One thing we found during the First Steps to Smoke-free project was that feedback could give participants useful information, and it could motivate people to make change, but that many participants just didn’t have the opportunity to smoke outside.
In both FS2SF and our recent AFRESH project, we’ve come up against the limits of the technology we’ve been using. Dylos DC1700 monitors perform well, but they can be difficult and time-consuming to download data from. That made it difficult to run interventions, as support workers needed to visit the participant many times to deliver and collect the monitor. Consequently, participants only ever receive information about their home once or twice, in the form of a printed report. That information can be days or even weeks old, which might make it seem less relevant and not as impactful as it could be.
To work on these challenges, we’re now beginning a new study with a different design to previous interventions. We intend to focus on people who have the opportunity to make change – those who don’t have an insurmountable barrier to smoking outside (such as living on the 13th floor of a high rise with no partner to help look after a child).

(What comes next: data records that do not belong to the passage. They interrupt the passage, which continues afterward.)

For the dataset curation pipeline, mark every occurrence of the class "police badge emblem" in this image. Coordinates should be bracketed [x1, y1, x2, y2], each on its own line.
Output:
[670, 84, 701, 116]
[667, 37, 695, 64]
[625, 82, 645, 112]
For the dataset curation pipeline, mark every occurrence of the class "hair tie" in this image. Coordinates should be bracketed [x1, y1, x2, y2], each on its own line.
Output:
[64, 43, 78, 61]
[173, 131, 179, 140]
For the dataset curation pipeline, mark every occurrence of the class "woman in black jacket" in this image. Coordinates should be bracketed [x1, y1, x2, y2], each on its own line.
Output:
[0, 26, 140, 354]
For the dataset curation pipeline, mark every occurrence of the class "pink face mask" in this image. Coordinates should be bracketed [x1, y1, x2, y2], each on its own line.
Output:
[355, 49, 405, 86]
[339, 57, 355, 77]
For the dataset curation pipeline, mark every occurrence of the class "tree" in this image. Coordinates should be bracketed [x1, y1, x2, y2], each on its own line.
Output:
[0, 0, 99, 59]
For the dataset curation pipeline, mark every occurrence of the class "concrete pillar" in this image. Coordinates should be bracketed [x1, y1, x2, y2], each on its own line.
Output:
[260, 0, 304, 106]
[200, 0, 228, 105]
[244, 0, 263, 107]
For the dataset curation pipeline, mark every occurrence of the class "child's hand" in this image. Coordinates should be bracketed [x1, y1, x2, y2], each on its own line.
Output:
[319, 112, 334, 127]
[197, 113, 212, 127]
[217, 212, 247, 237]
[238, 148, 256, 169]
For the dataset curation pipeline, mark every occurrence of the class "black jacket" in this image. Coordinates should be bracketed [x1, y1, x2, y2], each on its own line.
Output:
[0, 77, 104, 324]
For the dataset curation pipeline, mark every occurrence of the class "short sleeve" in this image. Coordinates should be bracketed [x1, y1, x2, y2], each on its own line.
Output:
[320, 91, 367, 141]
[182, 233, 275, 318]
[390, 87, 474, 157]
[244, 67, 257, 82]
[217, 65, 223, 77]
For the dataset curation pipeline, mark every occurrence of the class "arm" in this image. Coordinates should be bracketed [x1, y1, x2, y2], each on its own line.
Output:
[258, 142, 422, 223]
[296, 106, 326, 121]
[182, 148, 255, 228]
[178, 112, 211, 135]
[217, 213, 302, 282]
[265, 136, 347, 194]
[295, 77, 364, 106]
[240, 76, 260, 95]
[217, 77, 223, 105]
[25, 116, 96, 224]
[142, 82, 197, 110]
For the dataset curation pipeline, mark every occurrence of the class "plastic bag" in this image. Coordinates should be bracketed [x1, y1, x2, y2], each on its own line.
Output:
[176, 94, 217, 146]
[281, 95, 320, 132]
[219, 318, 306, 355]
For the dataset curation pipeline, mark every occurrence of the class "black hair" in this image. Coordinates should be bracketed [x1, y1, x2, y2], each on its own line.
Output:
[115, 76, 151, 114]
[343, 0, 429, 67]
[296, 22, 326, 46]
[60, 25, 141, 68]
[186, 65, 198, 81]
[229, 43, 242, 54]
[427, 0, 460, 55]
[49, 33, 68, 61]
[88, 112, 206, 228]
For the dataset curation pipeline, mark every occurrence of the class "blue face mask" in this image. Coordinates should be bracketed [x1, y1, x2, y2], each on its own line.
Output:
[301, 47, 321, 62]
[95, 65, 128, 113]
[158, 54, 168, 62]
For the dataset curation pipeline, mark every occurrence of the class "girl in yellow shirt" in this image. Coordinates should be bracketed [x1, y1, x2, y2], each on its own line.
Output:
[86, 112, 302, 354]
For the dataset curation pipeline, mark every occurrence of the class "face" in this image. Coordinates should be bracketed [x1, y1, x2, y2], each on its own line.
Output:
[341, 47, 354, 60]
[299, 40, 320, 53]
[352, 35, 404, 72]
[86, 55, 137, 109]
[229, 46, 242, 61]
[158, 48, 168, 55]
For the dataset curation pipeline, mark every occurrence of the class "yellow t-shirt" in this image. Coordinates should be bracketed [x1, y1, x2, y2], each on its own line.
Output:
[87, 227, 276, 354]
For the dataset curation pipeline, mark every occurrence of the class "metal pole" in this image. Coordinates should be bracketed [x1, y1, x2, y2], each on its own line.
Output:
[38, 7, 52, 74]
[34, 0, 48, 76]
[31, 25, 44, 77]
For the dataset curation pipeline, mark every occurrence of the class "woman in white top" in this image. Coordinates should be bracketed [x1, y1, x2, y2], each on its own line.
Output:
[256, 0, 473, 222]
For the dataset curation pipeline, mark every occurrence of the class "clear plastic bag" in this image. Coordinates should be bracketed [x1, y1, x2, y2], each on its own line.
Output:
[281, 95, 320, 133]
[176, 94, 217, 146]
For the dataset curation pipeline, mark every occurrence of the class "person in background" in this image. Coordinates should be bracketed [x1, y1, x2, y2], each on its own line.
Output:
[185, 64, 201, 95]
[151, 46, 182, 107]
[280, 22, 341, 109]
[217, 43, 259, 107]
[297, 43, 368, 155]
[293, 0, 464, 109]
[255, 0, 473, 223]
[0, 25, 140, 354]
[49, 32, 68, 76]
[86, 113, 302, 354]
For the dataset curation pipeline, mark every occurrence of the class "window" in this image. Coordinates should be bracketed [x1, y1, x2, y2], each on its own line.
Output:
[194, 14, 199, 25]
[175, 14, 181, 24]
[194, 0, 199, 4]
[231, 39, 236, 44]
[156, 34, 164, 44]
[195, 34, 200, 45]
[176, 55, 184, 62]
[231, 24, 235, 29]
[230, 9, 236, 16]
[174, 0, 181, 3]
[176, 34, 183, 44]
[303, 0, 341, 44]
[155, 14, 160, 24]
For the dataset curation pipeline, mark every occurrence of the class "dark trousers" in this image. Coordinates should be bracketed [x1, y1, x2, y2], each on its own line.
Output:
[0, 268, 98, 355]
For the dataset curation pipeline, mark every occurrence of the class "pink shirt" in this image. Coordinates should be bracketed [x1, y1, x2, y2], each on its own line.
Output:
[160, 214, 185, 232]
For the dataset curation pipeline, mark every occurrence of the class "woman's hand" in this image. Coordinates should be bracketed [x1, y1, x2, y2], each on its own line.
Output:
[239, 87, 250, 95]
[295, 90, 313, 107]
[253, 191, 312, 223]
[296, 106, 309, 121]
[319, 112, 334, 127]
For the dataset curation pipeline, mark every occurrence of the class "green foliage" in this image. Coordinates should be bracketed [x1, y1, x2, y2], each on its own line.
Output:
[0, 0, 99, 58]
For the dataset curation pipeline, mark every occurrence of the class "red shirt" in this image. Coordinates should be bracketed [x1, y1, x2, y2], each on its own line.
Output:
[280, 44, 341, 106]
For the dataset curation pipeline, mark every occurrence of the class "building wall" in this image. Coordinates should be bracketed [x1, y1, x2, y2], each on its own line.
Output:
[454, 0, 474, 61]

We’ve been testing a number of new internet-connected air quality monitors which will allow us to give immediate feedback to participants every day by SMS message. We’ll supplement that with emails about air quality each week and a phone call from a researcher, using material from the AFRESH study to explore ways to keep a smoke-free home. We hope that, over a 30 day period, this advice will help give participants a clearer picture of how smoking indoors can harm their children, and encourage them to take it right outside.
This study is part of the cross-EU TackSHS project, funded by the Horizon 2020 programme of the European Commission.